Re: Tim Sherwood - Head Coach
For those that keep harping on that Eriksen is in his best position as a left winger/left inside forward, you need to check the games. Even Tim has said that he is best playing in the middle (press release last week) and if you watch our games he is still playing in a number 10 position. The difference for me is that under AVB there was little interchanging of positions between Eriksen at #10 and the two players in the double pivot, he was always in the same area and got marked out of games. Under Sherwood we still play without the interchanging of the #6/#8 and the #10 and instead have two strikers with Eriksen sitting at the point of a weird diamond.
I love your post, but I think you are really wrong here.
Yes, Eriksen is playing in the middle a lot, but:
1. He is starting from the left, and that is still his main action area (see heat maps below)
2. He is consistently switching around not only with whoever is in the middle, but also with Lennon on the right and Ade/Kane from up front, meaning it's true he's not pure left and nothing else, but what that highlights is precisely the point that we
are really fluid in attack at the moment.
You are spot on to say this fluidity didn't happen under AVB, but I think evidence shows that is one of the key tactical changes Sherwood has brought in.
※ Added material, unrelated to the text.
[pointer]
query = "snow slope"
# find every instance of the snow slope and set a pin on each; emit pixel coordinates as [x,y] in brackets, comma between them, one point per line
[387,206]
That fluidity of the front 4/5.
--------Kane---Ade---------
----------Eriksen-----Lennon
-------Paulinho-Chadli-------
No. That diagram should have Chadli, Lennon, Kane or Ade on the left if that's where Eriksen is at any given point in the game. Look at the Heat Maps below for the Stoke game and you'll see this: Eriksen, Chadli, Lennon, Kane and Ade ALL spent time both on the left and in the middle (Eriksen's main patch is left, not centre, in these heat maps, and his periods in the middle are clearly being covered on the left by other players.) Eriksen also spent time on the right, as did Kane, Ade, Pauli, etc. as Lennon switched to middle/left.
http://www.dailymail.co.uk/sport/matchzone/index.html#s2013-c8-m695257
Our defensive shape is still aweful and teams still get decent efforts in against us as we leave pockets of space all over the place. Look at how teams like Real and Chelsea have been defending (less so Chelsea because vs Liverpool that was an extreme), when they defend they form two tight banks of players, no space for the David Silva's or Coutinho's of this world to operate in. We are very loose and I'm still suprised that this hasn't been sorted. I don't hold much stock in the "Tim doesn't believe in DM's" theory because he did use them even at U21 level, but even so his refusal to at least try to shore up the midfield is suprising. I do think we are blinded by the fact that the teams we have got in the last 6 games are utter dross and are man for man worse off than us.
In our defeat at Liverpool - often cited as the pinnacle of our "wide open" shambles - they had 5 shots on target and scored 4. They had 5 shots inside the box to our 7. None of their goals came from a lack of a DM being there (not even the Cutinho goal because we had a bank of 4 right in front of him when he shot, so bodies weren't the issue). They had 11 shots in total, we had 15, with 6 of their 11 outside the box. None of those stats show that a DM was the problem that day, nor this alleged wide openness we have.
Stats:
http://www.dailymail.co.uk/sport/matchzone/index.html#s2013-c8-m695214
So yeah, I think this obsession with us being wide open is really overblown. I 100% agree that that obsession is even sillier against weaker teams.